Background Colon cancer is a common malignant tumor of the digestive tract, and its incidence is ranked third among gastrointestinal tumors. The present study aims to investigate the role of a novel circular RNA (circCSPP1) in colon cancer and its underlying molecular mechanisms. Methods Bioinformatics analysis and reverse transcription-quantitative PCR were used to detect the expression levels of circCSPP1 in colon cancer tissues and cell lines. The effects of circCSPP1 on the behavior of colon cancer cells were investigated using CCK-8, transwell and clonogenic assays. Bioinformatics analysis along with luciferase, fluorescence in situ hybridization and RNA pull-down assays were used to reveal the interaction between circCSPP1, microRNA (miR)-431, Rho associated coiled-coil containing protein kinase 1 (ROCK1) and zinc finger E-box binding homeobox 1 (ZEB1).
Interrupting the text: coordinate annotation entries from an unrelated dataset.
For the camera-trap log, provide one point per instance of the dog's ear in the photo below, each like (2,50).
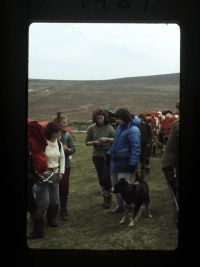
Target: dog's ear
(122,180)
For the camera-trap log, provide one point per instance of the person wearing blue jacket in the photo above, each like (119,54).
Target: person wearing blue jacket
(125,151)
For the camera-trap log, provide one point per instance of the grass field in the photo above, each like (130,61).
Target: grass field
(92,227)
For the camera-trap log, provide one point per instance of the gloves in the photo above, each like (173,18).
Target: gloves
(132,168)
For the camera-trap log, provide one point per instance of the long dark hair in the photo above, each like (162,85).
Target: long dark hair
(101,112)
(59,118)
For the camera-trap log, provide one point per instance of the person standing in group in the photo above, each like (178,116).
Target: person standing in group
(170,162)
(146,144)
(125,151)
(69,149)
(56,163)
(100,135)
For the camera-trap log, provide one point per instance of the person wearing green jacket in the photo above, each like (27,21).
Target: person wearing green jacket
(69,149)
(100,135)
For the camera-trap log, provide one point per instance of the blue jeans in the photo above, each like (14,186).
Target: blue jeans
(103,172)
(49,195)
(115,177)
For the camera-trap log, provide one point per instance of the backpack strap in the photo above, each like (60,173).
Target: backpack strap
(59,145)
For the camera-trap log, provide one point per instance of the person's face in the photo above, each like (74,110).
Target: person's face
(119,121)
(100,119)
(64,124)
(55,135)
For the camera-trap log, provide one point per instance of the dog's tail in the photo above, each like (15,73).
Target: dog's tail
(139,177)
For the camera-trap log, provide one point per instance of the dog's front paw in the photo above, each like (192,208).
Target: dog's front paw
(131,223)
(122,220)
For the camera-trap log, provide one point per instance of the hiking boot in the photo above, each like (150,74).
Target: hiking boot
(35,235)
(107,201)
(64,214)
(52,223)
(117,209)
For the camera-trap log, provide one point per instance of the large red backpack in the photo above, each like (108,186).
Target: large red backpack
(36,146)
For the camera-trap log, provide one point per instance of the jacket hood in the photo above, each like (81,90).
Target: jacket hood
(136,121)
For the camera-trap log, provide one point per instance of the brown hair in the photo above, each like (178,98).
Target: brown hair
(98,112)
(52,127)
(124,115)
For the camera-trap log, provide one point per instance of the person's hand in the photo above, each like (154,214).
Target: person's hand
(108,158)
(59,177)
(103,139)
(66,149)
(97,142)
(132,168)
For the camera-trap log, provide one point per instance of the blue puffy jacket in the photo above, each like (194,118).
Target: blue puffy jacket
(126,148)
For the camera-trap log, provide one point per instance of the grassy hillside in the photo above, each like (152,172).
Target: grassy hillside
(92,227)
(78,99)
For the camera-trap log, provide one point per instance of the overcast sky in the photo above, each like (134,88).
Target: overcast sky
(83,51)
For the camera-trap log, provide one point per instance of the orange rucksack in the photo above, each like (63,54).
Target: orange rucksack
(36,145)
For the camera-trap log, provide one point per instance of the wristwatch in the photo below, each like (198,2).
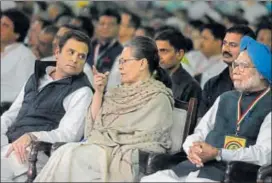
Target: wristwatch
(219,155)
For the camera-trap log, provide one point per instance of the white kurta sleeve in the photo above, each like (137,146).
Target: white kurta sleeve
(260,153)
(8,117)
(206,124)
(71,125)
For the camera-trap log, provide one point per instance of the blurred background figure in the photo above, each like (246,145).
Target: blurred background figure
(145,31)
(263,33)
(129,24)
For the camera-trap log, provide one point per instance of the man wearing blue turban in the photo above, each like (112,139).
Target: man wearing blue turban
(236,128)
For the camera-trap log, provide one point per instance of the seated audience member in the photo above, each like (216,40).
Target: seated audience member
(223,81)
(51,107)
(236,128)
(206,62)
(85,23)
(17,61)
(44,46)
(129,24)
(145,31)
(106,47)
(264,34)
(35,29)
(137,115)
(172,46)
(61,32)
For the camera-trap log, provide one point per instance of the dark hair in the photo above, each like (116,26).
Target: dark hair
(20,21)
(77,35)
(164,27)
(263,26)
(236,20)
(189,44)
(134,21)
(217,30)
(243,30)
(174,37)
(145,47)
(70,26)
(64,10)
(149,31)
(197,24)
(44,22)
(51,29)
(111,13)
(86,25)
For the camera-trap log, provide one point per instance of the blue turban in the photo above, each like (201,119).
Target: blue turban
(260,55)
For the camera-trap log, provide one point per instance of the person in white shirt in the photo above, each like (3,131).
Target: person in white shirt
(17,61)
(51,107)
(207,62)
(44,47)
(236,128)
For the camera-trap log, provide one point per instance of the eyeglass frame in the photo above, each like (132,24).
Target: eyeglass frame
(123,61)
(241,65)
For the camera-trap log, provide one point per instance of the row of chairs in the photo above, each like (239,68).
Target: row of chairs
(185,114)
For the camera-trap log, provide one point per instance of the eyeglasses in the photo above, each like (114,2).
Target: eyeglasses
(230,44)
(241,66)
(123,61)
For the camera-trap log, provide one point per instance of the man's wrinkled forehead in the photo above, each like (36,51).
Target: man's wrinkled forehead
(244,57)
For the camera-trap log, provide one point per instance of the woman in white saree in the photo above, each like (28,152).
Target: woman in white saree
(137,115)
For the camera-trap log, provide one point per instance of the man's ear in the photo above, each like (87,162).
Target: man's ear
(180,53)
(144,64)
(17,36)
(56,52)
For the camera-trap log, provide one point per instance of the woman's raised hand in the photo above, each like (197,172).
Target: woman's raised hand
(100,80)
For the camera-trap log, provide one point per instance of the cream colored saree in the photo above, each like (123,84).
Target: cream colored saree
(131,118)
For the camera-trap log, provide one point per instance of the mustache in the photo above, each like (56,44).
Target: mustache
(225,53)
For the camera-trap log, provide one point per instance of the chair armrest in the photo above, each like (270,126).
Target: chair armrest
(264,172)
(153,162)
(36,146)
(238,171)
(56,145)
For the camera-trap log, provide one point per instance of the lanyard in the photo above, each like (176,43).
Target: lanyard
(240,117)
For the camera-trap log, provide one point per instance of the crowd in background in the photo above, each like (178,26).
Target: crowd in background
(194,43)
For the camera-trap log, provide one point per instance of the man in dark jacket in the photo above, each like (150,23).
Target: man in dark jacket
(172,47)
(223,82)
(51,107)
(236,128)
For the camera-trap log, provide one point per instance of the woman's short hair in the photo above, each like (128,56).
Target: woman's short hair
(145,47)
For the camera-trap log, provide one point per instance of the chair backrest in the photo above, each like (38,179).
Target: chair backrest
(184,118)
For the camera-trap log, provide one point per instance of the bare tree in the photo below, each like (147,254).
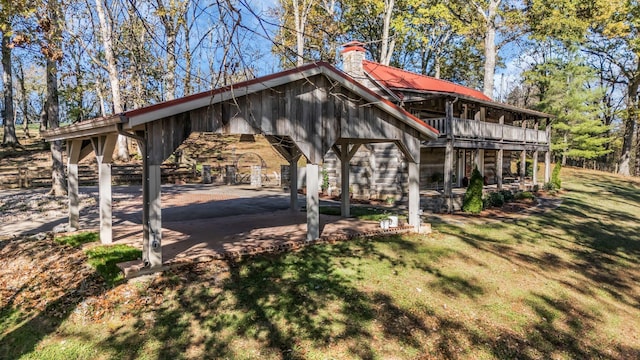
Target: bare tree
(387,45)
(50,23)
(106,33)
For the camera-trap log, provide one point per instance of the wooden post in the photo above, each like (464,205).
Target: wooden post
(547,167)
(535,167)
(499,166)
(523,157)
(535,157)
(313,203)
(293,184)
(547,155)
(345,154)
(448,158)
(73,150)
(500,154)
(414,194)
(154,205)
(104,185)
(345,201)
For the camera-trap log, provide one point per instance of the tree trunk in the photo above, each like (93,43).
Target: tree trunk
(122,152)
(24,103)
(629,127)
(300,20)
(490,51)
(387,46)
(9,138)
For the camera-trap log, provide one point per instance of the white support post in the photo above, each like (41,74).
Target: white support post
(313,203)
(74,153)
(104,185)
(414,195)
(345,201)
(499,166)
(155,217)
(547,167)
(535,168)
(103,146)
(448,168)
(293,186)
(448,158)
(346,154)
(74,198)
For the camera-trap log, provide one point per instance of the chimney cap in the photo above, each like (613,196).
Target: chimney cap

Results It was found that circCSPP1 expression was significantly upregulated in colon cancer tissues and cell lines. Overexpression of circCSPP1 significantly promoted the proliferation, migration and invasion of colon cancer cells, whereas silencing of circCSPP1 exerted opposite effects. Mechanistically, circCSPP1 was found to bind with miR-431. In addition, ROCK1 and ZEB1 were identified as the target genes of miR-431. Rescue experiments further confirmed the interaction between circCSPP1, miR-431, ROCK1 and ZEB1. Moreover, circCSPP1 promoted the expression level of ROCK1, cyclin D1, cyclin-dependent kinase 4, ZEB1 and Snail, and lowered the E-cadherin expression level. Conclusion Taken together, the findings of the present study indicated that circCSPP1 may function as a competing endogenous RNA in the progression of colon cancer by regulating the miR-431/ROCK1 and miR-431/ZEB1 signaling axes.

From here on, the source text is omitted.